我将悲切的張雯怡拉到小客廳的沙發上坐下,撥通了報警電話。
警察很快便來了,做了筆錄,忙碌了一陣子,我倆才脫身。
臨走前辦案的幾個新來的警察都捂著嘴,吐得稀裡嘩啦的。
擡走的屍體和星星挂在牆上的藝術照,完全就像兩種不同的生物,照片中的星星甜美微笑著,冷冷看著蜷縮在沙發上的張雯怡。
張雯怡一直都在發呆,我甚至不清楚她究竟在想什麼。
“這裡不能住了,我訂了一間客房,跟我走吧。
”我扶著仍舊腿軟的她,離開了星星的家。
華燈裝扮的城市明亮無比,哪怕午夜已經過了,屬於清晨的時問就将來臨,但是春城大量不夜的店鋪仍舊沒有打烊。
霓虹燈閃爍著耀眼的光芒,将我倆的影子拖曳得很長,很長。
我下意識的向後看著自己的影子,突然愣了一下。
腳下不遠處的影子挨著張雯怡的影子,她的影子中頭發随風飄舞著,靈活得如同無數條蛇在湧動。
我猛地轉頭看向她的頭部,街道上沒有風,女孩的長發也沒有被吹動,隻有輕微的行動而産生的抖動罷了。
剛才是怎麼回事?錯覺?
“怎麼了?”
張雯怡在夜晚的冰冷下,總算恢複了一些精神。
她詫異的看著我在驚訝,然後順著我的視線望向了自己的影子。
影中的她在緩步走著,稀松平常,并沒有任何值得奇怪的地方。
“沒什麼。
”我輕輕搖頭,決定不将剛才看到的詭異告訴她。
“阿夜,星星死後,下一個就輪到我了,對吧?”張雯怡挽著我的胳膊,很緊。
“理論上,應該有這個可能。
”我沒有否定,“你的信裡提到的訊息太少,我需要時間好好地調查,才能搞清楚究竟是怎麼回事。
”
張雯怡咬了咬嘴唇,低下秀色可餐的臉,“幸好,臨死前有你在身旁。
”
“别傻了,有我在,你想死都死不了。
”我拍了拍她的小腦袋,輕聲安慰。
預定的酒店就在不遠的地方,我要了個套房,将她安排在房問裡,看著她睡著後,這才坐到沙發上,一邊看著天際漸漸明亮,一邊思緒紛亂。
這件事真的有些難理解。
利用追溯法來尋找線索的話,還是需要從張雯怡的遠方親戚,張芸作為主要目标來調查。
張芸一直做噩夢,以為是工作壓力,所以找了兩個姐妹淘李梅和星星一起溫泉旅行,可是就在當晚,張芸卻猝死了。

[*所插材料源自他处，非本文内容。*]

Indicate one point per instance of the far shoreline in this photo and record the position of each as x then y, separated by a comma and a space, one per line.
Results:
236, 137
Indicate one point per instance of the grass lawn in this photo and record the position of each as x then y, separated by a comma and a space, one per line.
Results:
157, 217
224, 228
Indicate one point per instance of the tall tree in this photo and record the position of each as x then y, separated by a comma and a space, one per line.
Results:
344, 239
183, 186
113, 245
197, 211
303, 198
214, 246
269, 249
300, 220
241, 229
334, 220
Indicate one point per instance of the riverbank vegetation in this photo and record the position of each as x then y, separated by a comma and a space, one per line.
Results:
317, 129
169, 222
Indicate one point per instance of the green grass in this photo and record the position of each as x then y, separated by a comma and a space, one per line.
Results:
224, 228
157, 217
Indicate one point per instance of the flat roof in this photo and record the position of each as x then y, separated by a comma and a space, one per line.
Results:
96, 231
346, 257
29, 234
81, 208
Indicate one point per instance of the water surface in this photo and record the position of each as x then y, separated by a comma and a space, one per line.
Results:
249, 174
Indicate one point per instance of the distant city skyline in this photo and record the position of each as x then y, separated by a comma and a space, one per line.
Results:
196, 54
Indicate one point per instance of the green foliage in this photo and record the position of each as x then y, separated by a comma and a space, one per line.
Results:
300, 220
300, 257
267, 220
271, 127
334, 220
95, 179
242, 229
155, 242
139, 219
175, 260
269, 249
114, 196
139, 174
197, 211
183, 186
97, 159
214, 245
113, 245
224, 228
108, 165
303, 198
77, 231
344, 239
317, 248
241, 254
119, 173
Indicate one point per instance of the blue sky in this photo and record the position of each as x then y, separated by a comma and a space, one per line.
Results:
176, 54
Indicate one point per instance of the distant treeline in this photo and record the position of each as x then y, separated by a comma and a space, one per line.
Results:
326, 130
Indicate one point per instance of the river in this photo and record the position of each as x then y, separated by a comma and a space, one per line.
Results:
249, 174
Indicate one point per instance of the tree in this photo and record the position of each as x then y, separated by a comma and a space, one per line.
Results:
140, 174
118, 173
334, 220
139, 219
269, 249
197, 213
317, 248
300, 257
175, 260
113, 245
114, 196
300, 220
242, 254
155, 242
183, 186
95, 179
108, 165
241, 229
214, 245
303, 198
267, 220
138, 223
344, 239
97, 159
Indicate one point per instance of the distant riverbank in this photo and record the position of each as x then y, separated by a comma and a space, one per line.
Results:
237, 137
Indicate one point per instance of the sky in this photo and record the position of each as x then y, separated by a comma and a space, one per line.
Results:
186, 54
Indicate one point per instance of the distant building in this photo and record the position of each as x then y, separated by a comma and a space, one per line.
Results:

死因為窒息,她的頭發跑進了呼吸系統,堵塞了呼吸道,甚至連内髒都被頭發給刺得千瘡百孔。
第二個死掉的是李梅,死因基本和張芸一緻。
我有拜托熟人拿到了她的驗屍報告,内容很驚駭,根據解剖,她的每個皮膚毛孔中都紮入了一根頭發,李梅在窒息前,已經痛苦不堪死掉了,隻是因為她的頭發堵住了她的鼻腔和嘴巴,無法發出聲音,所以她的痛苦,自始至終都沒人察覺。
星星的死是因為能量輸出過多,身體補充跟不上,以至於燃燒了肝髒中積累的葡萄糖,消耗了最後一絲體内脂肪,虛弱到餓死,同樣的慘不忍睹和痛苦。
現在,張雯怡還活著,但她不受牽連的可能性極低,甚至我懷疑,死亡預兆已經開始出現在了女孩身上,她,剩下的時問已然不多了!
能夠确定的是飛來橫禍的根源,應該來自於張芸,可是作為死亡傳染源的她,究竟是以什麼方式将死亡傳遞給星星三人的?至今我都沒搞清楚。
如果說星星和李梅在同她一起溫泉旅行的時候,已經被打上了死亡印記,那麼張雯怡呢?她為什麼又牽涉入其中?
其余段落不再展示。